Set `"commit": true` to trigger a VAD commit when using `commit_strategy: manual`.

**Server → client (JSON frames)**

| Frame type                             | Description                                        |
| :------------------------------------- | :------------------------------------------------- |
| `session_started`                      | Sent once after connection is established.         |
| `partial_transcript`                   | In-progress transcript — text may still change.    |
| `committed_transcript`                 | Final transcript for the committed audio segment.  |
| `committed_transcript_with_timestamps` | Final transcript including word-level timing data. |
| `error`                                | Sent before closing on auth or upstream errors.    |

### Example

```js
const ws = new WebSocket(
  "wss://api.meshapi.ai/v1/audio/transcriptions/realtime" +
    "?model=scribe_v1&audio_format=pcm_16000&commit_strategy=manual&api_key=rsk_..."
);

ws.onopen = () => {
  console.log("Connected. Start sending audio chunks.");
};

ws.onmessage = ({ data }) => {
  const frame = JSON.parse(data);
  if (frame.message_type === "partial_transcript") {
    process.stdout.write("\r" + frame.text);
  } else if (frame.message_type === "committed_transcript") {
    console.log("\nFinal:", frame.text);
  }
};

// Send a PCM audio chunk (from a microphone, for example)
function sendAudioChunk(pcmBuffer) {
  const b64 = Buffer.from(pcmBuffer).toString("base64");
  ws.send(
    JSON.stringify({
      message_type: "input_audio_chunk",
      audio_base_64: b64,
      sample_rate: 16000,
    })
  );
}

// Commit the buffered audio to get a final transcript
function commit() {
  ws.send(
    JSON.stringify({
      message_type: "input_audio_chunk",
      audio_base_64: "",
      sample_rate: 16000,
      commit: true,
    })
  );
}
```

***

## Voice Management

### List voices

`GET /v1/audio/voices`

Browse voices available on your ElevenLabs account. Supports pagination, full-text search, and filtering.
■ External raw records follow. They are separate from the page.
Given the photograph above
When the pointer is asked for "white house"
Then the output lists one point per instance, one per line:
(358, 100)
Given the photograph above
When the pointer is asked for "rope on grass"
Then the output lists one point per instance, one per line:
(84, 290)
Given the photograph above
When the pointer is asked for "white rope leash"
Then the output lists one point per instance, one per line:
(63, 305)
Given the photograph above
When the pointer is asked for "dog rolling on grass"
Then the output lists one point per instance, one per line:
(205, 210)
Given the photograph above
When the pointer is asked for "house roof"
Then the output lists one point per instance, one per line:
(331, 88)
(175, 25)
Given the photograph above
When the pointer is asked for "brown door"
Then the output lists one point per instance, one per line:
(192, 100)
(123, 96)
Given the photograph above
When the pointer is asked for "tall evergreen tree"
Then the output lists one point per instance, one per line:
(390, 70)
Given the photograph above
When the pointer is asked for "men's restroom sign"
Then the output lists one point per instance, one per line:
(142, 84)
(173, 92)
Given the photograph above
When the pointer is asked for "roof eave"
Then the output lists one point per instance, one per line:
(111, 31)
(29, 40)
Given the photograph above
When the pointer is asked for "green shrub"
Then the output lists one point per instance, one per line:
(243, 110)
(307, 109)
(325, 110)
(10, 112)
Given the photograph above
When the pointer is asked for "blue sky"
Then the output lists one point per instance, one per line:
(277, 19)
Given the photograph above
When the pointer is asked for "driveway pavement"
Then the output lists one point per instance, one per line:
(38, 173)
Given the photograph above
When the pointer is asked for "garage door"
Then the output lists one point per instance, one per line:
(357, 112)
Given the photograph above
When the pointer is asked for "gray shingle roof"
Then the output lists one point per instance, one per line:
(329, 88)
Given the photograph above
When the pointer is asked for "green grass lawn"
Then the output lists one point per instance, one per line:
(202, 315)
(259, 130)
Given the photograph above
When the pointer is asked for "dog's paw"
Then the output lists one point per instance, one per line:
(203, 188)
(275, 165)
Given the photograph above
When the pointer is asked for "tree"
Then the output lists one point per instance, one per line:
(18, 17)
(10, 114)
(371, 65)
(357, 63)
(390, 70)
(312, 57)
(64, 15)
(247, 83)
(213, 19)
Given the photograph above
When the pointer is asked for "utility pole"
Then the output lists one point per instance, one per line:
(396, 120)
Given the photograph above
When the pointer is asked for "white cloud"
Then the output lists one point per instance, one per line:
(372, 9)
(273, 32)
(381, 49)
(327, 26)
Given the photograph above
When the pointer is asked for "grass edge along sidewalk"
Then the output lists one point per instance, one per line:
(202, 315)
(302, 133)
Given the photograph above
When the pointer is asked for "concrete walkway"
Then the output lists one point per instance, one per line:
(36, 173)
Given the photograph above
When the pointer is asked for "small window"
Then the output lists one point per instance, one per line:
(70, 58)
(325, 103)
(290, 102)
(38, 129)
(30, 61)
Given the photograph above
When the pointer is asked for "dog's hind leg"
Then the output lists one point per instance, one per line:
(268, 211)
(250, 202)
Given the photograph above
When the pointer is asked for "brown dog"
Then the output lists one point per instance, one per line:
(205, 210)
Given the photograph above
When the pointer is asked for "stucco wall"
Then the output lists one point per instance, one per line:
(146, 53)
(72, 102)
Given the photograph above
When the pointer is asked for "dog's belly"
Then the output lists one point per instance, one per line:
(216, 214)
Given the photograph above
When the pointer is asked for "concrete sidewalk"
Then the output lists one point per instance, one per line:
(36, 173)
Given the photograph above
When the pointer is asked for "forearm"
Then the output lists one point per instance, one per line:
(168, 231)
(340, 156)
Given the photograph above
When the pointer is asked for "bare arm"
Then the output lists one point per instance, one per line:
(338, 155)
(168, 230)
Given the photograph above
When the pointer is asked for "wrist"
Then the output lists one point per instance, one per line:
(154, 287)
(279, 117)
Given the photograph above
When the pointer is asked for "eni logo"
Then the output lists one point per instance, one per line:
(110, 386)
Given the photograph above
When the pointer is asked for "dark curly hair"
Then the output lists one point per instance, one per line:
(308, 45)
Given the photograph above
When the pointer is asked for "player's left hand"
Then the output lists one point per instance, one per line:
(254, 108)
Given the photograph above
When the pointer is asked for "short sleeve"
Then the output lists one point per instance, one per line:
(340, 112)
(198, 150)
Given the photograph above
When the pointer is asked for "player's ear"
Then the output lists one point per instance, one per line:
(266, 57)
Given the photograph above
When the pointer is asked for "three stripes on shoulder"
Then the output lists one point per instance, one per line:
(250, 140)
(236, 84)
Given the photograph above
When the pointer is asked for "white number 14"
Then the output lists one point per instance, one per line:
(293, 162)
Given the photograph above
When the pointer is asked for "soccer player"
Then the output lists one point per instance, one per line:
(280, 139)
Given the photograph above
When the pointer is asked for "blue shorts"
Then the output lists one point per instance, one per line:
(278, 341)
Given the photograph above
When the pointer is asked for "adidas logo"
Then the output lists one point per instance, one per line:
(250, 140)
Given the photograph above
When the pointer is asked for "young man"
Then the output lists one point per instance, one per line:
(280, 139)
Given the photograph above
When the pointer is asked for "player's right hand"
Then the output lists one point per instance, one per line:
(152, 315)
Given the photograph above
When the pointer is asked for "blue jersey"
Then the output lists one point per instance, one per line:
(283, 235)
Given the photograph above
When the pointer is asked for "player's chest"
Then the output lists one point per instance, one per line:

| Query parameter       | Description                                                          |
| :-------------------- | :------------------------------------------------------------------- |
| `search`              | Full-text search across voice name and description.                  |
| `voice_type`          | Filter by type: `premade`, `cloned`, `generated`, or `professional`. |
| `category`            | Filter by category.                                                  |
| `voice_ids`           | Comma-separated list of specific voice IDs to fetch.                 |
| `page_size`           | Number of results per page (1–100).                                  |
| `next_page_token`     | Token from the previous response to fetch the next page.             |
| `sort`                | Field to sort by.                                                    |
| `sort_direction`      | `asc` or `desc`.                                                     |
| `include_total_count` | Include the total number of matching voices in the response.         |

```bash
curl "https://api.meshapi.ai/v1/audio/voices?search=rachel&voice_type=premade&page_size=10" \
  -H "Authorization: Bearer rsk_..."
```

### Get a single voice

`GET /v1/audio/voices/{voice_id}`

Fetch metadata for a specific voice by its ElevenLabs voice ID.

```bash
curl https://api.meshapi.ai/v1/audio/voices/JBFqnCBsd6RMkjVDRZzb \
  -H "Authorization: Bearer rsk_..."
```

***

## Error handling

All endpoints use standard HTTP status codes. Common cases:

| Code  | Meaning                                                 |
| :---- | :------------------------------------------------------ |
| `401` | Missing or invalid API key.                             |
| `422` | Validation error — check the response body for details. |
| `429` | Rate limit exceeded.                                    |
| `402` | Insufficient account balance.                           |

WebSocket sessions send a JSON `error` frame and then close with code `1000` before disconnecting.